But this doesn't work, it just returns 'cannot unpack non-iterable int object'

Does anyone have an idea of how I can (a) Correctly develop a formula to access all surrounding cell values; and (b) How to actually apply this to calculating these values?

I can do this straightforwardly in Excel which allows you to iterate this type of calculation relatively easily, but I am struggling to conceptually transfer it to Python.

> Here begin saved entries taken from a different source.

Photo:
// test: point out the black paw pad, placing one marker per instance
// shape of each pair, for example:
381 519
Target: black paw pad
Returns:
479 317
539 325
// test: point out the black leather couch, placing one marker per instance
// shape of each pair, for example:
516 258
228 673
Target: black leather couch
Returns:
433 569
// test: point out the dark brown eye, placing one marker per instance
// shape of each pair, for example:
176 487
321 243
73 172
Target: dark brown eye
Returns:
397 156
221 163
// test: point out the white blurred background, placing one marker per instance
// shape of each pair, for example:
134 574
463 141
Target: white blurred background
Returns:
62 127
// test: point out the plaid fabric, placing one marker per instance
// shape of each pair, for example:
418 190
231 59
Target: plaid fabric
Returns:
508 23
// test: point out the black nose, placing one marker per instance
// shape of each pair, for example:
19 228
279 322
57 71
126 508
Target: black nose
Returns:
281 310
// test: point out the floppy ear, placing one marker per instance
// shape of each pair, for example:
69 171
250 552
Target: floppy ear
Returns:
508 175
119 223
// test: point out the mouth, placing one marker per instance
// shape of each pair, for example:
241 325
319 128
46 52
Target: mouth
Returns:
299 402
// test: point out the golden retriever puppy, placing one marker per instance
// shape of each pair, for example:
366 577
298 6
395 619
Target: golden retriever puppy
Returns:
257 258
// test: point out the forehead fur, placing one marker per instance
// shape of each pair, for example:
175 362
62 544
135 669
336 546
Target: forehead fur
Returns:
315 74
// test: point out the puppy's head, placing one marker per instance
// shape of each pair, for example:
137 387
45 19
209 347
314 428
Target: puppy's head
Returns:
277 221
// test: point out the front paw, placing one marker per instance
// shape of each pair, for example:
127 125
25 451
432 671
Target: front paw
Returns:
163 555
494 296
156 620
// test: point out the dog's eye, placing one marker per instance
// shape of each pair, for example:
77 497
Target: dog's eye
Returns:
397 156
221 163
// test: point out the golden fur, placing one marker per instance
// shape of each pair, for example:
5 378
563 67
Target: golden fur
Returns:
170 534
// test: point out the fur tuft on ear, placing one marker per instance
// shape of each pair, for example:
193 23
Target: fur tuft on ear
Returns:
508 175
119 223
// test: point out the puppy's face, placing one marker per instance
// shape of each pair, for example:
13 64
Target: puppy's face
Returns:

I tried the above code, but it doesn't work and I can't apply my conceptual understanding to Python well.

Original Q&A

There are 1 best solutions below

**workhandle** · Answer 1

Given the input csv as below:

Col0,Col1,Col2,Col4
100,95,90,85
95,NaN,NaN,80
90,NaN,NaN,75
85,NaN,NaN,70
80,NaN,NaN,65
75,70,65,60

And given the desired output csv as below:

Col0,Col1,Col2,Col4
100.0,95.0,90.0,85.0
95.0,95.0,88.3,80.0
90.0,92.5,85.3,75.0
85.0,88.8,81.3,70.0
80.0,79.6,72.7,65.0
75.0,70.0,65.0,60.0

This is the code:

import sys

with open('input.csv', 'r') as file:
    lines1 = file.readlines()

lines2 = []

for x in range(len(lines1)):
    lines1[x] = lines1[x].strip()
    if len(lines1[x]) > 0:
        lines2.append(y.strip() for y in lines1[x].split(","))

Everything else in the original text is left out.